Some might argue, of course, that sport — while bad for the health — is good for the character. This, I must say, has not been my impression of sportsmen: professional footballers, for example, have not on the whole been conspicuous for their moral grandeur. And my limited excursions onto the playing-fields, a long time ago now admittedly, impressed me rather with the psychopathic tendencies of those who excelled upon them. My proudest sporting achievement was being sent off the rugby pitch by the referee — for reading on the field. Little did I know then that I was not only escaping back into the warmth, but preserving my health.

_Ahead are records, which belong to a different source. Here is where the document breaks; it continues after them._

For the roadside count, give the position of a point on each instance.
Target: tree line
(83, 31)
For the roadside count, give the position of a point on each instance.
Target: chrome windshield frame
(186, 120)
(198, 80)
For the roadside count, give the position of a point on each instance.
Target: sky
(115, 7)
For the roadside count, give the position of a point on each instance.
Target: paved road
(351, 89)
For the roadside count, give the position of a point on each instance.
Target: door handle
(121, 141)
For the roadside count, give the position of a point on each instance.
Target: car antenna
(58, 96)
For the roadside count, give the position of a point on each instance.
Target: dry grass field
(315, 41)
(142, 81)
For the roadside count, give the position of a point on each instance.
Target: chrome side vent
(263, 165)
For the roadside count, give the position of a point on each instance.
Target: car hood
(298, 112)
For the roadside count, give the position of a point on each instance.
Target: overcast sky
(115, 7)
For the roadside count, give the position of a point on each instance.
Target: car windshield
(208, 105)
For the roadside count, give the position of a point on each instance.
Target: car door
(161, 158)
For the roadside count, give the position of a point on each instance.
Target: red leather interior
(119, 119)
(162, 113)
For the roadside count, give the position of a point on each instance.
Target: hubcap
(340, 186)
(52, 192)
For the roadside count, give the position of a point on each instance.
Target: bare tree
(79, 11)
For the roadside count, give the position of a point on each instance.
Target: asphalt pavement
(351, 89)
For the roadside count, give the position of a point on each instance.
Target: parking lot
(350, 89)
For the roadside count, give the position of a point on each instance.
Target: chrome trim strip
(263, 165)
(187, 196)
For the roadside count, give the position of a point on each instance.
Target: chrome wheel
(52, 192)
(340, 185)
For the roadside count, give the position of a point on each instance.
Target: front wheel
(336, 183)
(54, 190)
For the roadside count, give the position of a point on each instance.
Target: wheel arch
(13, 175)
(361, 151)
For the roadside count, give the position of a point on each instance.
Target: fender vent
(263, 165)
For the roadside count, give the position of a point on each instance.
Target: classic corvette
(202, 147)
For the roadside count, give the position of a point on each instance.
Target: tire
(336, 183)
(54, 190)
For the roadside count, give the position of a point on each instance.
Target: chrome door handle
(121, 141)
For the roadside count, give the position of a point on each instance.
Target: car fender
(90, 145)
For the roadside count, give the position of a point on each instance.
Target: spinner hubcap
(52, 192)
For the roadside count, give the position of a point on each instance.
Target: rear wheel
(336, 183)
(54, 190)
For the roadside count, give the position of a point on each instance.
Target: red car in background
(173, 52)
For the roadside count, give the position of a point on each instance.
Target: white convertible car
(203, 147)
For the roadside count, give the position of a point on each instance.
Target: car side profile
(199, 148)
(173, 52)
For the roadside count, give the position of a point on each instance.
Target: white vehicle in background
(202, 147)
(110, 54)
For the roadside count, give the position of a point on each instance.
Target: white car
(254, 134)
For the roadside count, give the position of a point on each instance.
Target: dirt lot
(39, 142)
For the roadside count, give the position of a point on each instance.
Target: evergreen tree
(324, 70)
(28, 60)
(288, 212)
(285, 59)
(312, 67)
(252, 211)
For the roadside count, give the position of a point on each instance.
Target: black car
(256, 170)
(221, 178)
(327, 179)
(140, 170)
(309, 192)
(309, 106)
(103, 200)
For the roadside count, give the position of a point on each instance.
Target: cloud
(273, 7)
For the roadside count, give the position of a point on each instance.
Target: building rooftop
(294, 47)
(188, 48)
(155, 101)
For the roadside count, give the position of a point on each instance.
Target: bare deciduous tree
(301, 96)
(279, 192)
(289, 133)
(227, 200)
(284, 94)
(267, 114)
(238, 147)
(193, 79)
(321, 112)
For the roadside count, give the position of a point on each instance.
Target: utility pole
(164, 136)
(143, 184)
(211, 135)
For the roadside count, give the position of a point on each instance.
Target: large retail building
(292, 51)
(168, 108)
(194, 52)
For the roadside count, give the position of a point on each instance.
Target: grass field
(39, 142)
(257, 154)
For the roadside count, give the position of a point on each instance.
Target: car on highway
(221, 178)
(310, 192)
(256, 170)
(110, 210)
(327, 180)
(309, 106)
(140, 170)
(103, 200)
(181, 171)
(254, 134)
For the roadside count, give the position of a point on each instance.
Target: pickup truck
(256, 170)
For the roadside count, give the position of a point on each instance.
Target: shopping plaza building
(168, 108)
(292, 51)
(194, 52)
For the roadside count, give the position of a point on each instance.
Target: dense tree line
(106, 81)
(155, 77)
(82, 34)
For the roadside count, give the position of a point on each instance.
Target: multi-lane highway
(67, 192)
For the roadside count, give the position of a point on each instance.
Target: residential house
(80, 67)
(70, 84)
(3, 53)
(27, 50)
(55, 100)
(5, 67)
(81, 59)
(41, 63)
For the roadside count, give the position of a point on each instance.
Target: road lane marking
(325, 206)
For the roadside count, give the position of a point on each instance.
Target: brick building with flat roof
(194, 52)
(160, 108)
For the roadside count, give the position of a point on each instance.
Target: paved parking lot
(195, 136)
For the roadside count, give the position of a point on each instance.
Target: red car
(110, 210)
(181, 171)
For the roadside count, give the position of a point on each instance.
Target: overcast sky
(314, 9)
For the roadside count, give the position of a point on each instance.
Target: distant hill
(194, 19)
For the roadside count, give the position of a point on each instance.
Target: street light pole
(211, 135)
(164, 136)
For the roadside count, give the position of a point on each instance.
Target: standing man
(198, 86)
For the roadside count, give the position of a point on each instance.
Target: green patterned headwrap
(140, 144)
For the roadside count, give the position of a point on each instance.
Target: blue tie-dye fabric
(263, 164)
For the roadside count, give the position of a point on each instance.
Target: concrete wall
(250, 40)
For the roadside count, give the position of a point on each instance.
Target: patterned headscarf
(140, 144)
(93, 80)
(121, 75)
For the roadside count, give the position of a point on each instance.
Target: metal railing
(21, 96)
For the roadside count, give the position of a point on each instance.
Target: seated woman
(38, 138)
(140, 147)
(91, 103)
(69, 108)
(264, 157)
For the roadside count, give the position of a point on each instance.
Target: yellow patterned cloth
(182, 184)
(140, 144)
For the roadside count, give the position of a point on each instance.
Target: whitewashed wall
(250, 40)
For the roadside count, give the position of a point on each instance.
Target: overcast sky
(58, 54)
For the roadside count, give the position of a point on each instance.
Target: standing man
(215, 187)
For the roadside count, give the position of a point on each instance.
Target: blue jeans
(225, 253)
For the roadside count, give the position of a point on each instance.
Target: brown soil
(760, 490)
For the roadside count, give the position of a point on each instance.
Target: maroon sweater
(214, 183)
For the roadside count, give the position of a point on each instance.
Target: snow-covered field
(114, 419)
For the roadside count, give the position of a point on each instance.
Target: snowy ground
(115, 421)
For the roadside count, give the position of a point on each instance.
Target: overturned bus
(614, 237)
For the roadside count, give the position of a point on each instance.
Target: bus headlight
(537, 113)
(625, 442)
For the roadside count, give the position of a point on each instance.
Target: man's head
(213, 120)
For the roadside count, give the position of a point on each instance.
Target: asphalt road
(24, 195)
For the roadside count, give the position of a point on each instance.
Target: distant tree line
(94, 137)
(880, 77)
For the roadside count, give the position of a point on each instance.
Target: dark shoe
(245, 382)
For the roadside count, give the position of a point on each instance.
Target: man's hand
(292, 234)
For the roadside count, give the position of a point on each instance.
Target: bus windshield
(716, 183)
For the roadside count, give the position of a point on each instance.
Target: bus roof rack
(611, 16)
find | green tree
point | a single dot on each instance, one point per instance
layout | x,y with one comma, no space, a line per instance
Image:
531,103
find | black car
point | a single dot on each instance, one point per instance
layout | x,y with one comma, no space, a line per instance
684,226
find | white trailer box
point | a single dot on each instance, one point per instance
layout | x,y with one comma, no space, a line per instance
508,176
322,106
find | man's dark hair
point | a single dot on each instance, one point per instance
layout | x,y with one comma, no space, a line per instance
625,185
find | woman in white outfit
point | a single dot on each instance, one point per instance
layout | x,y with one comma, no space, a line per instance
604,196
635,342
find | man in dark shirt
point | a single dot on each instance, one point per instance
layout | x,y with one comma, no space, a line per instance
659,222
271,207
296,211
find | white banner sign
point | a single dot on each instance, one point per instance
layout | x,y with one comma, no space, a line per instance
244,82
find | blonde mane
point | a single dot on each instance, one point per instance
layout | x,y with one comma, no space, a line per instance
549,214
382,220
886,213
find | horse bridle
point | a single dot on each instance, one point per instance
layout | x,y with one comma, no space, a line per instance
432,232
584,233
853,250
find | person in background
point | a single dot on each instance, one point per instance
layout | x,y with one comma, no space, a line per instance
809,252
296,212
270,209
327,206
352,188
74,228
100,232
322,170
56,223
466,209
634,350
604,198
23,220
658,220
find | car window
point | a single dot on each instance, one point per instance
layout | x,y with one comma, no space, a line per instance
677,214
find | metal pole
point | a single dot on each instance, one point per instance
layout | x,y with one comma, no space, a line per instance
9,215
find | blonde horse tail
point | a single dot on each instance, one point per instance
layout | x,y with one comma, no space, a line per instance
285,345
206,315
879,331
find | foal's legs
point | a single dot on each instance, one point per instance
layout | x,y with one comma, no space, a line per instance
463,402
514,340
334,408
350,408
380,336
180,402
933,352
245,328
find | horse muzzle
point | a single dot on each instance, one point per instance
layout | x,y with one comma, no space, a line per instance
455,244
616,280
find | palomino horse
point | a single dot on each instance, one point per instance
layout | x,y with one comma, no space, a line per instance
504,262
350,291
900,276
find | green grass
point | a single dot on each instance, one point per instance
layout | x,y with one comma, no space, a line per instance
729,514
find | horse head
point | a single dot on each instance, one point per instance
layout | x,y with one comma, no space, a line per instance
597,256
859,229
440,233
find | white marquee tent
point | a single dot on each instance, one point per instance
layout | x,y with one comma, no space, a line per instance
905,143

Theodore Dalrymple, THE SPECTATOR, 6 July 1996

2 thoughts on “The Sporting Dalrymple

  1. james barker

    The good doctor writes irresistably but im not to be seduced this time.i too was sent off the rugby field aged 13…for swearing. I love sport and the way I can experience my self in a thoroughly embodied way and can leave at rest the front brain contimual chatter that constantly criticises compares and generally highjacks and holds me to ransome with a raft of self persecutaroy accusations. Myost recent sportimg celebration was joyriding aboard a volvoopen 70 surfing the atlantic rollers at 30 knots.these are 70 foot pared down built for speed deep water racing sail boats -and sailed like a racing dinghy .what a week ! The deep relaxation and profound connection with nature the primate like pleasure in mooving through and over a small boat while it is heaving and surging through curling seas with a power and urgency never befor experienced. I loved being part of a team as a guest/crew where cooperation teamwork came to the fore as a flawless aesthetic dance among the winches and ropes if only for moments.oh and then the fear or is it terror which struck one night.im not one for fear as it seizes my system completely cant think cant speak but I could remember verse after verse of” the four and twenty vigins who came from inverness and when the party was over” as a great lump of water came over the windward rail and knocked me spralling into the pit. The driver caught one from a cross sea coming over the transom.trans atlantic in may? You bet.